Ein Beispiel für CPS ist der Low Cost Tracker – eine Entwicklung von Fraunhofer IML in Zusammenarbeit mit der Telekom. Dieser mit einer SIM-Karte ausgerüstete, wasserfeste Sensor registriert Stöße, Lage, Beschleunigungen sowie die Umgebungstemperatur. Er meldet sich selbständig bei vorher festgelegten Norm-abweichungen – beispielsweise starke Erschütterungen, Temperaturschwankungen oder das Verlassen der geplanten Transportwege und kommuniziert diese Informationen über das Narrow-Band IoT der Telekom (NB-IoT). Mit Batterielaufzeiten von mehreren Jahren, niedrigem Energiebedarf und einer hohen Durchdringung in Gebäuden befindet sich der Low Cost Tracker bereits im Praxiseinsatz.

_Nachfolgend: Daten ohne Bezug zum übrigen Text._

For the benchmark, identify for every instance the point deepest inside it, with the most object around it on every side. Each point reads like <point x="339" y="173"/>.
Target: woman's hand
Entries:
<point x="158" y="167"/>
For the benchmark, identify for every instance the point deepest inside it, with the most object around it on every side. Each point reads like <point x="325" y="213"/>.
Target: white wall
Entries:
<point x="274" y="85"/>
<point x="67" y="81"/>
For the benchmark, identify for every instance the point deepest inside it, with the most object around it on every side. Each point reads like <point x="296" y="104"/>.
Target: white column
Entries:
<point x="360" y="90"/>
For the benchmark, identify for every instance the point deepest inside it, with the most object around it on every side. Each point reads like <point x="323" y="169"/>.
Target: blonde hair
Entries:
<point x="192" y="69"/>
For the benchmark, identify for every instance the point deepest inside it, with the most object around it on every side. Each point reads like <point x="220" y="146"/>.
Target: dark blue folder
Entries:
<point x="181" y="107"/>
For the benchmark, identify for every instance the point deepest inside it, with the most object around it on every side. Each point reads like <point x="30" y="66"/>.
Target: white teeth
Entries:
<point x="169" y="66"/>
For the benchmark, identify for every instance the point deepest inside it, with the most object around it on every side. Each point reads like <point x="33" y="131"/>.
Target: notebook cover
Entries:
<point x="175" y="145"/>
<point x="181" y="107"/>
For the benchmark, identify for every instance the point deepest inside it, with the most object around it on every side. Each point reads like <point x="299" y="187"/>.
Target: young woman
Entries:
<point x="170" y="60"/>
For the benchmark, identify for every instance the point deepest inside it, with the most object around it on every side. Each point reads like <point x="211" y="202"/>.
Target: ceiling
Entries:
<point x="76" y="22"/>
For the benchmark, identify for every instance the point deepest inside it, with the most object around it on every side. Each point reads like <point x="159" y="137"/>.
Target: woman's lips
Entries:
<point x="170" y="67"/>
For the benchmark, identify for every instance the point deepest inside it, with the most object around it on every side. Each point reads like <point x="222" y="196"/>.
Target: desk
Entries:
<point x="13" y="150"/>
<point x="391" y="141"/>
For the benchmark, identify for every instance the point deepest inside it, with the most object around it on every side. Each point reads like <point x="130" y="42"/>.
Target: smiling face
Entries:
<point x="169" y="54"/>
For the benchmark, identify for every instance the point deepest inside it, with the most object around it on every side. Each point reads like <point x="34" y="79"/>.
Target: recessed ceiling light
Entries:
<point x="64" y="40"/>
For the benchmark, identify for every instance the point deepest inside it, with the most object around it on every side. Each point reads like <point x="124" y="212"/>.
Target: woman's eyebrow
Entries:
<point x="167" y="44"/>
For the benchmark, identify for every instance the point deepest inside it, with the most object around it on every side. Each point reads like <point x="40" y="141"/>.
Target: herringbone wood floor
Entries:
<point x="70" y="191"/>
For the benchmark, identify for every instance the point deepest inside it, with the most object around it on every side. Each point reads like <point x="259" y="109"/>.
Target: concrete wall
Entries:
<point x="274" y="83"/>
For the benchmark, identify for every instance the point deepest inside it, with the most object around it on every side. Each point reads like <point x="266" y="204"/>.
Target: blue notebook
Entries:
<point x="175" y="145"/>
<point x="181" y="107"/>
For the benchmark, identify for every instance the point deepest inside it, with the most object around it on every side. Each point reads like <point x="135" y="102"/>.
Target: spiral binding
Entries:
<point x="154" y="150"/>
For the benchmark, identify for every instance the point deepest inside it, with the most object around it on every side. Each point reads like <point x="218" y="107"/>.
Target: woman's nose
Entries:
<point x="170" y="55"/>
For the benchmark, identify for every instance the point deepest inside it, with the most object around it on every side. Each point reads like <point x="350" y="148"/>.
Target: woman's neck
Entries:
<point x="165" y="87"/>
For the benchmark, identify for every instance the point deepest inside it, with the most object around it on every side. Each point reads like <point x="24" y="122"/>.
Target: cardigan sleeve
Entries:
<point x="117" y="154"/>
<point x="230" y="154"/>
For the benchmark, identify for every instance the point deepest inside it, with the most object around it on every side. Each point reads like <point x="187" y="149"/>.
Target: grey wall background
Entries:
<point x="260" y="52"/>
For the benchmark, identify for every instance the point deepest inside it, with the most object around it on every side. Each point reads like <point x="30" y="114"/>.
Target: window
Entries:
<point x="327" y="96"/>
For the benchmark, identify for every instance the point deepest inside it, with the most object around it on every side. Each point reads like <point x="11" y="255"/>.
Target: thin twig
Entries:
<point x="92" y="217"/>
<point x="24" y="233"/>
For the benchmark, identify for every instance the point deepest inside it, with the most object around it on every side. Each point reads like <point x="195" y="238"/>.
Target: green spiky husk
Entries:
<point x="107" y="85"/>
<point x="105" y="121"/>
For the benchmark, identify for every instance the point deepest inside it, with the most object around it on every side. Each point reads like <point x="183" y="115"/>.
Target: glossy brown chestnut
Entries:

Eine fälschungssichere Dokumentation der Daten kann durch eine Blockchain sichergestellt werden. Sie verkettet alle zu einem Produkt, zu einer Lieferung oder zu einem Prozess gehörenden Datensätze und sorgt für mehr Transparenz innerhalb der Supply Chain. Für das Supply-Chain-Management ist die Blockchain auch deshalb attraktiv, weil sie komplexe Prozesse steuern kann. Das erlaubt Smart Contracts: Hierbei werden entlang der Lieferkette automatisch bei der Erfüllung vorher bestimmter Vertragsparameter spezifische Aktionen ausgelöst – zum Beispiel die Zahlung von Teilbeträgen, die Erstellung von Dokumenten oder die Initiierung bestimmter Aktionen wie die selbstständige Bestellung von Transportkapazitäten oder der Abschluss von maßgeschneiderten Versicherungsleistungen.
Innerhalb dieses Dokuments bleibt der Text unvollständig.